Pop. Sondrio, oggi la «kermesse» dei soci

da Milano

Per la Banca Popolare di Sondrio la strada maestra rimarrà l’indipendenza. A meno di imprevisti, a confermare la politica «autonomista» del gruppo sarà questa mattina il presidente Piero Melazzini davanti all’assemblea dei soci chiamata ad approvare i risultati di bilancio e il prospettato aumento di capitale da 308 milioni. L’appuntamento è al centro polifunzionale «Pentagono» di Bormio, una delle poche strutture coperte della Valtellina in grado di ospitare la massiccia partecipazione prevista. Dovrebbero infatti essere oltre 4mila i soci presenti, anche grazie alla quarantina di torpedoni messi a disposizione dall’istituto.
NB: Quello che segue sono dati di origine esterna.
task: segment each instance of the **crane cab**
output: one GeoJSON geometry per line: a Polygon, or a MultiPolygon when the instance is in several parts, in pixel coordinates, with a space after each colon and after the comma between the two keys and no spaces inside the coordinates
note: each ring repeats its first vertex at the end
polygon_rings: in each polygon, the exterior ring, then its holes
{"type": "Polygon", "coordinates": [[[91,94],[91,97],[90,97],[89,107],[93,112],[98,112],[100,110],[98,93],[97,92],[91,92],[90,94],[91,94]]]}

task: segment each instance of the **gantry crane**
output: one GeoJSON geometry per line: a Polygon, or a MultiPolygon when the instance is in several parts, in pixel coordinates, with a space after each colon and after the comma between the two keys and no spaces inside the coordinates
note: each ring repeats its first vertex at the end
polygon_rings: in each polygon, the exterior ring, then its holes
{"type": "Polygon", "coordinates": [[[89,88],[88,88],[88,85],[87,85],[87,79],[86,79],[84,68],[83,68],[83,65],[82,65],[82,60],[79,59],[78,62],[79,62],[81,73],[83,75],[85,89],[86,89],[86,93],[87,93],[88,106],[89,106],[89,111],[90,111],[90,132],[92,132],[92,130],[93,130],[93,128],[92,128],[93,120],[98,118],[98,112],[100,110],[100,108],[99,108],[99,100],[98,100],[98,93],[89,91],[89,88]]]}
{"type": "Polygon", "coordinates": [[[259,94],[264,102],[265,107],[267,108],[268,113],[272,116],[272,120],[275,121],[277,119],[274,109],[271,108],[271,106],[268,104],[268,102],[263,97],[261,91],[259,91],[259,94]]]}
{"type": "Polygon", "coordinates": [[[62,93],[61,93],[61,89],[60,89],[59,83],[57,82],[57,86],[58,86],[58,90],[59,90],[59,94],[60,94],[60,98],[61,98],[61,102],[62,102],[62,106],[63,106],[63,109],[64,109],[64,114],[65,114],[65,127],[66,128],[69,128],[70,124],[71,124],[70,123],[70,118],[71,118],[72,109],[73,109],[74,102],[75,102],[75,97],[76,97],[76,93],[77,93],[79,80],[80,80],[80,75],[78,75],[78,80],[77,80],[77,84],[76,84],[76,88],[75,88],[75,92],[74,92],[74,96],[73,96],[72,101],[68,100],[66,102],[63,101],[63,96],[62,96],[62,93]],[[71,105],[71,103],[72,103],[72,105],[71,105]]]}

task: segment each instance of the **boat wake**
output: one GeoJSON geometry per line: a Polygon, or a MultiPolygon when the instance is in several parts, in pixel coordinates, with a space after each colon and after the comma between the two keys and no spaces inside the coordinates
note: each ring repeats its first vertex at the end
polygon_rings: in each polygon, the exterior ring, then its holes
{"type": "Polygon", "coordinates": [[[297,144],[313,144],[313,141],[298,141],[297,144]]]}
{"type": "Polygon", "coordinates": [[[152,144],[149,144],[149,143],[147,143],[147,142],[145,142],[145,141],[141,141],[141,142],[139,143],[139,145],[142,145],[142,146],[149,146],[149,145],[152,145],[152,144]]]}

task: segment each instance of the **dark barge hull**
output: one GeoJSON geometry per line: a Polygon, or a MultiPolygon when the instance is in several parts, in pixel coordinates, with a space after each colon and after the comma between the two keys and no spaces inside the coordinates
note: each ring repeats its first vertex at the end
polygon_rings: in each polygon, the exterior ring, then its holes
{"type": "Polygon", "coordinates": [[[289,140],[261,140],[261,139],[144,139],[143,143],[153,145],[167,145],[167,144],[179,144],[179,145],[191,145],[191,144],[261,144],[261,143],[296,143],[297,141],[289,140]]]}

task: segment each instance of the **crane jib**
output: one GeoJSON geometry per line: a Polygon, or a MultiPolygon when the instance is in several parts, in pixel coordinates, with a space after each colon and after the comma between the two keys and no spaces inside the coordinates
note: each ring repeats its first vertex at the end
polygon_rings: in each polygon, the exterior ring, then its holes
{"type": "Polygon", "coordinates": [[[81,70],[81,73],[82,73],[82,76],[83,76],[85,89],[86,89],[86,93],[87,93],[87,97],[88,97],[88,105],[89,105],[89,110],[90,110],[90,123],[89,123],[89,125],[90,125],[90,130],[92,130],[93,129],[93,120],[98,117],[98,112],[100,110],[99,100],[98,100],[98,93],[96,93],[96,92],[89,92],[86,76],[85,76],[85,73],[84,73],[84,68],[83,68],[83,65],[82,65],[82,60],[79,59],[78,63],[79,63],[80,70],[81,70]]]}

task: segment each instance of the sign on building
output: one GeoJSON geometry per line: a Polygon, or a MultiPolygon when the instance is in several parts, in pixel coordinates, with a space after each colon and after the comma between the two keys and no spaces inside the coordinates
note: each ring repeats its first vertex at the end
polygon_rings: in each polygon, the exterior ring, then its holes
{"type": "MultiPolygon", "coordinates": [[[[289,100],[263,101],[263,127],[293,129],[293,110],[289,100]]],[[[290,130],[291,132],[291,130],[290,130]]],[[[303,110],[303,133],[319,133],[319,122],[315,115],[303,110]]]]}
La cooperativa Popolare di Sondrio (quasi 150mila soci, 1871 l’anno di fondazione), sotto la guida di Melazzini e del direttore generale Mario Alberto Pedranzini si è sviluppata finora seguendo la politica dei piccoli passi (15 le filiali inaugurate nel 2006) chiamandosi fuori da acquisizioni o integrazioni. Desiderio di indipendenza che, però, come sottolineato da Melazzini, non significa isolamento ma si coniuga con il tentativo di rafforzare i legami con le «consorelle» Popolari, come nel caso di Meliorbanca. Scelte che, unite alla prudenza gestionale (a dicembre le sofferenze erano lo 0,72% dei crediti), hanno permesso alla Popolare di chiudere lo scorso esercizio con profitti netti in crescita del 27,97% a 122,2 milioni.
Oggi il board proporrà ai soci una cedola di 0,23 euro, il 21,05% in più rispetto al 2005. Un rendimento a cui si affianca l’andamento del titolo in Piazza Affari che su Expandi nel 2006 ha guadagnato il 18,63 per cento.